This blog series is designed to help you better utilize graph analytics and graph algorithms so you can effectively innovate and develop intelligent solutions faster using a graph database.
Last week we began our look at Centrality algorithms, starting with the PageRank algorithm.
This week we’ll look at Degree Centrality, which measures the number of relationships a node has. It’s broken into indegree (flowing in) and outdegree (flowing out), where relationships are directed, using examples from Neo4j
About Degree Centrality
Degree Centrality is the simplest of all the centrality algorithms. It measures the number of incoming and outgoing relationships from a node. The algorithm helps us find popular nodes in a graph.

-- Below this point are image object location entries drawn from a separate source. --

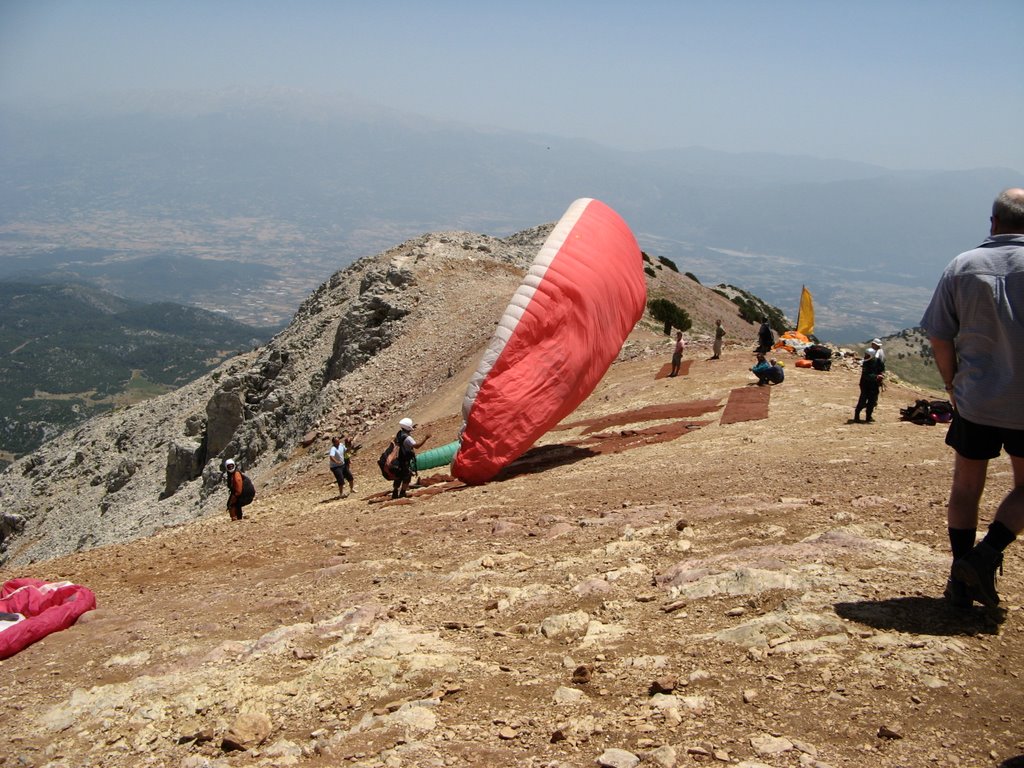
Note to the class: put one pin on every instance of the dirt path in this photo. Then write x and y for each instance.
(648, 580)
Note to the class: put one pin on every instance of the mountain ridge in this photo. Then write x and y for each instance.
(672, 589)
(305, 192)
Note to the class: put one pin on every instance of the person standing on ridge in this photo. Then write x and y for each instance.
(677, 353)
(350, 449)
(235, 484)
(975, 323)
(880, 353)
(338, 461)
(404, 464)
(871, 374)
(719, 335)
(766, 339)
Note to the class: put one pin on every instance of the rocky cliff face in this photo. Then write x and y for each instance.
(343, 363)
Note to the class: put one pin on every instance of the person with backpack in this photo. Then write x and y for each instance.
(717, 345)
(871, 374)
(236, 489)
(677, 354)
(403, 465)
(339, 462)
(766, 339)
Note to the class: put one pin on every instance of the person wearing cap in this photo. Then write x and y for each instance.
(880, 353)
(233, 489)
(677, 354)
(974, 325)
(404, 464)
(719, 335)
(339, 463)
(766, 339)
(871, 371)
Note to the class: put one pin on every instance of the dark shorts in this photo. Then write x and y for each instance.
(981, 442)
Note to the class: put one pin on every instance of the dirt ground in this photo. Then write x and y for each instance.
(646, 580)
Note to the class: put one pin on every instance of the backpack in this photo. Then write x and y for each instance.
(248, 491)
(940, 412)
(386, 462)
(919, 413)
(817, 352)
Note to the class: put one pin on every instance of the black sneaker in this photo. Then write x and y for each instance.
(978, 571)
(957, 594)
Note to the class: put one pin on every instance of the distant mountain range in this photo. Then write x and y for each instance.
(305, 184)
(71, 351)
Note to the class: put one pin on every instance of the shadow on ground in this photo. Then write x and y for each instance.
(921, 615)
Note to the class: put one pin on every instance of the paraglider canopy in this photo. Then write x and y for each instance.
(564, 326)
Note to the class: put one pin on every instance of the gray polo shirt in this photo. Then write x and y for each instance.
(979, 305)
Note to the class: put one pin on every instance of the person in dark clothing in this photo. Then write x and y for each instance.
(233, 489)
(404, 464)
(871, 370)
(974, 324)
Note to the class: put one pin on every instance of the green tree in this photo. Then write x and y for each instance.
(671, 314)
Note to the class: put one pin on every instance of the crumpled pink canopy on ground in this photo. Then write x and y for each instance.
(38, 608)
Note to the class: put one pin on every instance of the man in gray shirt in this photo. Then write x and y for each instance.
(976, 325)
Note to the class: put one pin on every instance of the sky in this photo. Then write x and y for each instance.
(904, 84)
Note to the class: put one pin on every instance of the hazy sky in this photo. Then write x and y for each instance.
(905, 84)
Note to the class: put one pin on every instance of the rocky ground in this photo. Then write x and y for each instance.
(763, 593)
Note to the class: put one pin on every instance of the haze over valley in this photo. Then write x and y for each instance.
(242, 202)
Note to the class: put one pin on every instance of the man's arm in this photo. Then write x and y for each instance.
(945, 359)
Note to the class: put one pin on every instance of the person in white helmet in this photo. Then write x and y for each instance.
(406, 462)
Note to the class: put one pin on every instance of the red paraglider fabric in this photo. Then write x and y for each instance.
(562, 330)
(38, 608)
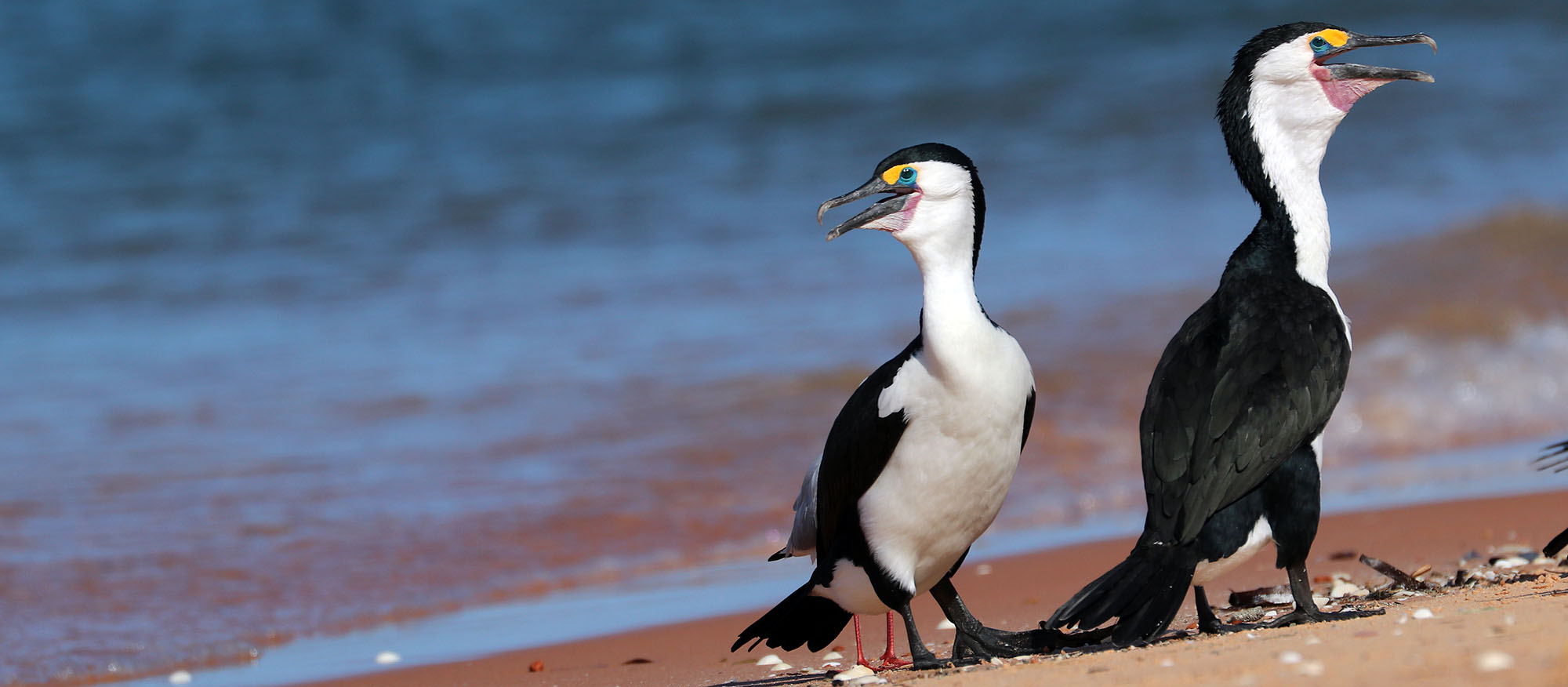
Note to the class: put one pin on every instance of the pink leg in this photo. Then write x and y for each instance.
(890, 661)
(860, 656)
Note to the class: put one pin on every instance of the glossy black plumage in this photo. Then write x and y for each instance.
(1556, 460)
(1235, 404)
(858, 448)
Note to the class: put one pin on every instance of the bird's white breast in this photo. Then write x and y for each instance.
(946, 481)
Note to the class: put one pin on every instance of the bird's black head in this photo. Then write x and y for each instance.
(1283, 96)
(935, 195)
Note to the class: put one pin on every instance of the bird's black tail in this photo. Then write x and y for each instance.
(1556, 545)
(1144, 592)
(799, 620)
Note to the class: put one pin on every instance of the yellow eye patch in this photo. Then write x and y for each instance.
(1335, 37)
(895, 175)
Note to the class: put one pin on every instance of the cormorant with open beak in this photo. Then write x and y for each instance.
(1233, 421)
(923, 454)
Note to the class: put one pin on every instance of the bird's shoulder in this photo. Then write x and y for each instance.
(858, 448)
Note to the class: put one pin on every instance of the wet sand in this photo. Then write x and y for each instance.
(1017, 592)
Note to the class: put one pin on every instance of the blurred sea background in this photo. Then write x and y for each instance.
(316, 316)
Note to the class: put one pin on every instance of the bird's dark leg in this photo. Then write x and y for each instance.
(924, 660)
(1208, 623)
(890, 660)
(975, 639)
(1307, 609)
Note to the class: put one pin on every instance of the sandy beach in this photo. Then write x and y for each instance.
(1520, 620)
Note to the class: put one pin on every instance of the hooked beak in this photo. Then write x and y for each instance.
(1362, 71)
(879, 209)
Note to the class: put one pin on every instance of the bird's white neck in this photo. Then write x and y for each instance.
(1293, 144)
(953, 322)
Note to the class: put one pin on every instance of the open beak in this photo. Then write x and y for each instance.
(1362, 71)
(879, 209)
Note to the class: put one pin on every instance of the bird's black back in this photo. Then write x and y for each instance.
(1250, 377)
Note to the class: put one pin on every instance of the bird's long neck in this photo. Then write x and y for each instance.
(953, 321)
(1279, 161)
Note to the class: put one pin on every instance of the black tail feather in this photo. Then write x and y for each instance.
(799, 620)
(1144, 592)
(1556, 545)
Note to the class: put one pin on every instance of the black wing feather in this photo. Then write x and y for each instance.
(1029, 418)
(858, 448)
(1240, 388)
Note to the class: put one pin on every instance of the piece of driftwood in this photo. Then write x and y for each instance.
(1279, 595)
(1401, 578)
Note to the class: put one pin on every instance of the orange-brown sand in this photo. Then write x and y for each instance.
(1520, 620)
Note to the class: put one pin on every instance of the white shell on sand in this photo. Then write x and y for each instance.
(1494, 661)
(1346, 589)
(857, 672)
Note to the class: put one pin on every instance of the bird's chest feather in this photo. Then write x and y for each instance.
(948, 478)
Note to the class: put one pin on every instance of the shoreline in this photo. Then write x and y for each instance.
(739, 589)
(1012, 592)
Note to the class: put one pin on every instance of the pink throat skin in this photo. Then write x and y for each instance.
(902, 219)
(1345, 92)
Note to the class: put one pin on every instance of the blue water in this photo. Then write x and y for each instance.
(281, 277)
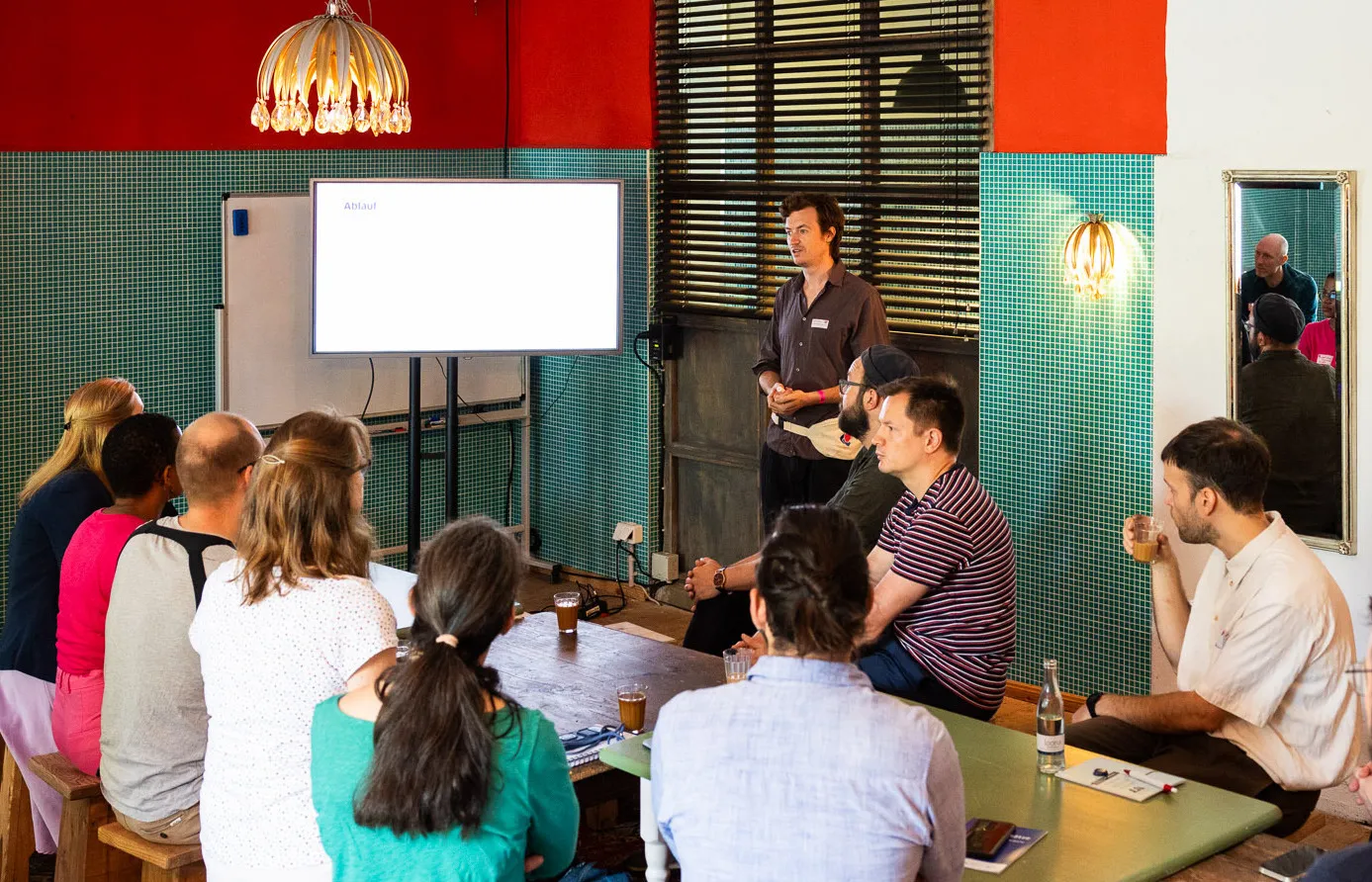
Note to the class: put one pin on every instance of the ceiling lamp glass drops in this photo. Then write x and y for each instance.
(333, 52)
(1089, 257)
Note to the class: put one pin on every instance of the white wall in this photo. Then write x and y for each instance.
(1254, 84)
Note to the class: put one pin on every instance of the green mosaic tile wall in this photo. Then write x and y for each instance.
(595, 453)
(1066, 411)
(1309, 220)
(110, 262)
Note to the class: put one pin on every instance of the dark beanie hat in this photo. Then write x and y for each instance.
(883, 364)
(1277, 317)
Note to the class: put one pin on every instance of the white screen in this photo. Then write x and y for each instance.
(465, 266)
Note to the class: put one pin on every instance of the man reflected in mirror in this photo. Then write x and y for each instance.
(1320, 340)
(1271, 273)
(1290, 403)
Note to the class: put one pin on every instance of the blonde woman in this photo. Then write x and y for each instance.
(52, 503)
(287, 623)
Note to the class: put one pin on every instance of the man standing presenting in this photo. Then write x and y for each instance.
(822, 319)
(1264, 707)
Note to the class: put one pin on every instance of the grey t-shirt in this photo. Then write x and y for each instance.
(152, 722)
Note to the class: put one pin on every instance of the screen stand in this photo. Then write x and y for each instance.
(412, 517)
(453, 489)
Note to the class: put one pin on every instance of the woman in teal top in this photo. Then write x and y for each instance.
(438, 716)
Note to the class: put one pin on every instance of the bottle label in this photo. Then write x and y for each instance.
(1052, 744)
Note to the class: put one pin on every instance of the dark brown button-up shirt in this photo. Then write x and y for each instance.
(811, 349)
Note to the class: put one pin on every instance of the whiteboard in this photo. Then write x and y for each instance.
(263, 369)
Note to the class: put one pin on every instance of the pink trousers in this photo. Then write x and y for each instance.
(27, 727)
(75, 719)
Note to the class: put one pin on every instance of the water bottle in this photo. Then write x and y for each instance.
(1050, 722)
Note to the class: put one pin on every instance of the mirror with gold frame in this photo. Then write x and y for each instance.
(1291, 340)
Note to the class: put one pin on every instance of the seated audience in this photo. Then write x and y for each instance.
(1264, 707)
(942, 627)
(152, 729)
(52, 503)
(1290, 403)
(1320, 339)
(291, 620)
(720, 592)
(432, 772)
(138, 461)
(804, 771)
(1353, 864)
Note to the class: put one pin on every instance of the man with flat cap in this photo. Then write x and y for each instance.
(866, 495)
(1291, 403)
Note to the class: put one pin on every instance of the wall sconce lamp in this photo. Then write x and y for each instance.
(1089, 257)
(333, 52)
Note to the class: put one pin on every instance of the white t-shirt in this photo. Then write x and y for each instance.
(265, 666)
(1268, 641)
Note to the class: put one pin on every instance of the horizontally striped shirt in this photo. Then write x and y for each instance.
(957, 544)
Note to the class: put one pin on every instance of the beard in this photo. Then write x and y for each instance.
(1192, 530)
(855, 421)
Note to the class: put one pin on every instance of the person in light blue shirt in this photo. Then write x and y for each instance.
(804, 772)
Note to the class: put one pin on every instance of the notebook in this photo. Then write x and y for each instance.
(1127, 779)
(1020, 841)
(585, 745)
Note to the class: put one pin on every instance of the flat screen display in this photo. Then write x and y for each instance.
(465, 268)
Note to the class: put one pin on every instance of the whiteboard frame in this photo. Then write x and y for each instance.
(619, 275)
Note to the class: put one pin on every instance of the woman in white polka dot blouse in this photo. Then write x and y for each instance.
(287, 623)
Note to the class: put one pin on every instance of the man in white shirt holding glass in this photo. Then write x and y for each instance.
(1264, 707)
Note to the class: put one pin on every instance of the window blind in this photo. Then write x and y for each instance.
(881, 103)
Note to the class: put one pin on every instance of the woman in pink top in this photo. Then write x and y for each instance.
(1320, 340)
(138, 461)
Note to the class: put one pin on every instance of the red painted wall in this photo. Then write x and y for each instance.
(584, 67)
(1080, 77)
(169, 74)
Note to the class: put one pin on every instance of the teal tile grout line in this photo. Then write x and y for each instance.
(1066, 411)
(109, 264)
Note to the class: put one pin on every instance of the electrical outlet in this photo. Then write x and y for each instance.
(666, 567)
(630, 532)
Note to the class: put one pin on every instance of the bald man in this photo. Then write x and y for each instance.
(154, 725)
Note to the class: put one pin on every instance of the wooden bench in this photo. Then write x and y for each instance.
(15, 822)
(81, 857)
(160, 863)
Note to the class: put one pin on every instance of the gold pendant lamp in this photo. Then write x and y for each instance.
(332, 52)
(1089, 257)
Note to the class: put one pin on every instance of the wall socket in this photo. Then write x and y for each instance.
(630, 532)
(666, 567)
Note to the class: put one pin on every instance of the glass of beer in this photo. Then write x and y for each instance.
(736, 664)
(567, 605)
(1145, 531)
(633, 705)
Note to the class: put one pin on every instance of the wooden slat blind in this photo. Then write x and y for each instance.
(882, 103)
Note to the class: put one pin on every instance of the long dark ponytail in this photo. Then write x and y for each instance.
(431, 768)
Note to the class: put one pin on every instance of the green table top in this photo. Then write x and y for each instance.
(1092, 837)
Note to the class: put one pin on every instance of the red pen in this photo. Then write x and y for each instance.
(1163, 787)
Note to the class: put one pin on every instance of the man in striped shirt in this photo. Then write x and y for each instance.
(942, 627)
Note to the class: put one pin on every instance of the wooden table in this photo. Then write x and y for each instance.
(1092, 837)
(573, 677)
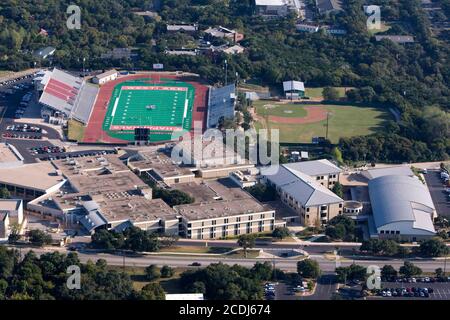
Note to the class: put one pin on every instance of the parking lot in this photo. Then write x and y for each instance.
(439, 290)
(440, 197)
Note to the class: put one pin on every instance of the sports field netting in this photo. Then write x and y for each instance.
(163, 107)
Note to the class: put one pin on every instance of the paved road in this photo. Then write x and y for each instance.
(186, 260)
(317, 248)
(326, 286)
(440, 198)
(441, 290)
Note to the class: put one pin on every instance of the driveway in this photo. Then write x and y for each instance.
(326, 286)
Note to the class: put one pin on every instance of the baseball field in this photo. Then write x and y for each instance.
(298, 123)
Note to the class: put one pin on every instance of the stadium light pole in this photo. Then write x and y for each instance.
(328, 123)
(226, 72)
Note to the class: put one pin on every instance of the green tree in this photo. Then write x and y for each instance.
(338, 190)
(107, 240)
(280, 233)
(246, 241)
(439, 273)
(167, 272)
(330, 94)
(152, 272)
(388, 272)
(308, 268)
(433, 248)
(152, 291)
(173, 197)
(14, 235)
(4, 193)
(352, 272)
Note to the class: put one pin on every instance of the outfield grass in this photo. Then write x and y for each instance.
(254, 87)
(269, 108)
(345, 121)
(316, 93)
(75, 130)
(5, 73)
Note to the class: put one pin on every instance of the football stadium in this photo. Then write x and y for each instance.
(112, 107)
(160, 107)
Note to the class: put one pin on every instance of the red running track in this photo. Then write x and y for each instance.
(94, 131)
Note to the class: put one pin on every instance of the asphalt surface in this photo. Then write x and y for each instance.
(326, 286)
(312, 249)
(441, 290)
(440, 197)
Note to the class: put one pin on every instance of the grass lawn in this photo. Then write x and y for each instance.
(76, 130)
(5, 73)
(345, 121)
(251, 254)
(192, 249)
(384, 27)
(253, 87)
(269, 108)
(137, 275)
(316, 93)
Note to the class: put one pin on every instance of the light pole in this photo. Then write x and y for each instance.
(445, 265)
(226, 72)
(328, 124)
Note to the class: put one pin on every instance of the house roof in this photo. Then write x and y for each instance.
(293, 85)
(61, 91)
(43, 52)
(328, 5)
(300, 186)
(390, 171)
(396, 38)
(314, 168)
(37, 176)
(9, 204)
(398, 199)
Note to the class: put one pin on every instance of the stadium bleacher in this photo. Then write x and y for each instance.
(69, 95)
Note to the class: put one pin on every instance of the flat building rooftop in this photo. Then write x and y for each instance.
(217, 209)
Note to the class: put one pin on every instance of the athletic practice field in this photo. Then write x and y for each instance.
(298, 123)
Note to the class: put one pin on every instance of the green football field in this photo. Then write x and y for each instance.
(161, 107)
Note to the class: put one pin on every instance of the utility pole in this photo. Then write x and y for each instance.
(226, 72)
(292, 90)
(123, 263)
(445, 265)
(328, 124)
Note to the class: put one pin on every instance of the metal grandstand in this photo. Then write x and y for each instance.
(69, 95)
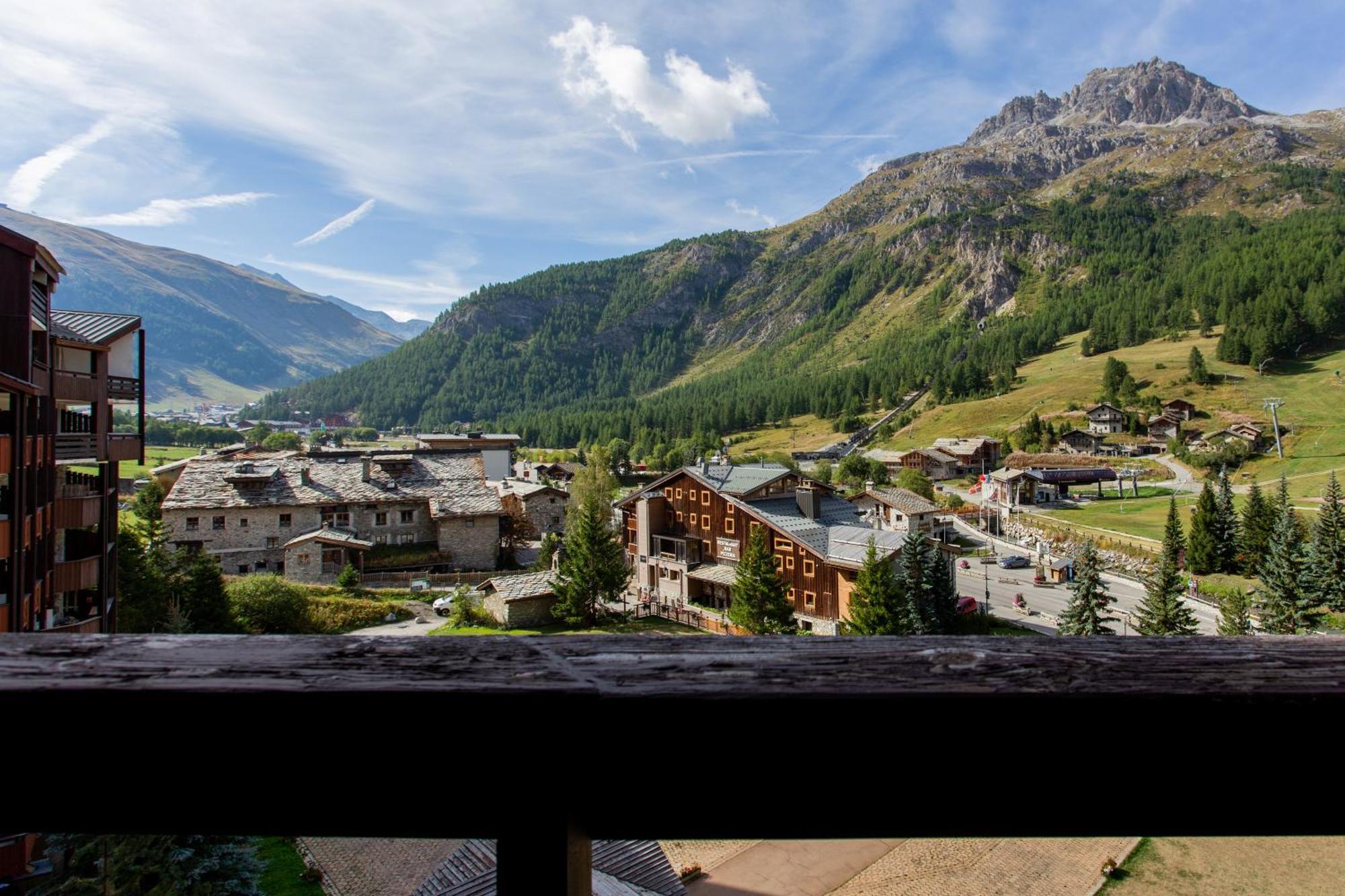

Degree Centrality was proposed by Linton C. Freeman in his 1979 paper, “Centrality in Social Networks Conceptual Clarification.” While the algorithm is usually used to find the popularity of individual nodes, it is often used as part of a global analysis where we calculate the minimum degree, maximum degree, mean degree and standard deviation across the whole graph.
When Should I Use Degree Centrality?
- Degree Centrality is an important component of any attempt to analyze influence by looking at the number of incoming and outgoing relationships, such as connections of people on a social network. For example, in BrandWatch’s most influential men and women on Twitter 2017, the top five people in each category have over 40 million followers each.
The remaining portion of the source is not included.